The marinade according to embodiments of the present invention is a fried marinade.

In the step (3) according to the embodiment of the present invention, the amount of the marinade added is 0.25% by mass.

In the step (4) according to the embodiment of the present invention, the ribs of the pickled lamb carcass are spread to both sides during baking, and then the lamb carcass is baked.

In step (5) according to an embodiment of the present invention, the smoking material is pine branches and leaves, mountain climbing pine branches and leaves, or a combination of two or more kinds of pine branches and leaves at any ratio.

Compared with the prior art, the invention has the following beneficial effects:

(1) according to the method for preparing the mutton food with the skin, the conventional smoking preparation process is changed, the taste of the mutton is better through the preparation in the form, mutton is innovative in eating method, the skin is not peeled, the mutton skin is connected with the mutton, the taste is chewy, the mutton skin is rich in collagen, the new nutritional value of the product is increased, the shearing force, the color and the chewing performance are better, the meat color of the mutton chop and the mutton leg is bright red, the taste is good, and the mutton food with the skin is fresh and tender and easy to chew;

(2) according to the method for making the mutton food with the skin, the meat quality and the taste are restored to a greater extent through the cooperation of manual operation and mechanical processing; the process is standardized, the modern flow operation can be realized, and the labor value of manpower in the processing process is liberated on a large scale.

Detailed Description

In order to make the objects, technical solutions and advantages of the present invention more apparent, the technical solutions of the present invention will be described in detail below.
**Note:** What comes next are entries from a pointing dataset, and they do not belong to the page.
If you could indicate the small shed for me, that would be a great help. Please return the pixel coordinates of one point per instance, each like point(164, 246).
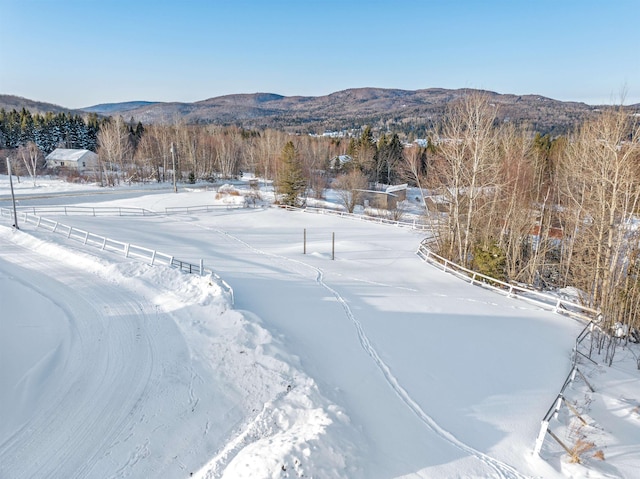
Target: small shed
point(378, 199)
point(72, 159)
point(399, 190)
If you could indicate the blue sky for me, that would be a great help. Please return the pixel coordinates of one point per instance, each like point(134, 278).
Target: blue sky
point(78, 53)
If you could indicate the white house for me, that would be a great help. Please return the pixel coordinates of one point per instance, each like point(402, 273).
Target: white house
point(79, 160)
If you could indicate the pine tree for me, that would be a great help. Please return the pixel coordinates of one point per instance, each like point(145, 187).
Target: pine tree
point(291, 182)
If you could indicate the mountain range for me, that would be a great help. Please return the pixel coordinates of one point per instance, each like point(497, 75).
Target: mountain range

It is to be understood that the described embodiments are merely exemplary of the invention, and not restrictive of the full scope of the invention. All other embodiments, which can be derived by a person skilled in the art from the examples given herein without any inventive step, are within the scope of the present invention.

The raw material sheep selected in the invention is a slaughtered sheep with fur after inspection and quarantine, and the salt, the fennel, the pine branches and leaves and the pine branches and leaves in the manufacturing method are all commercial products.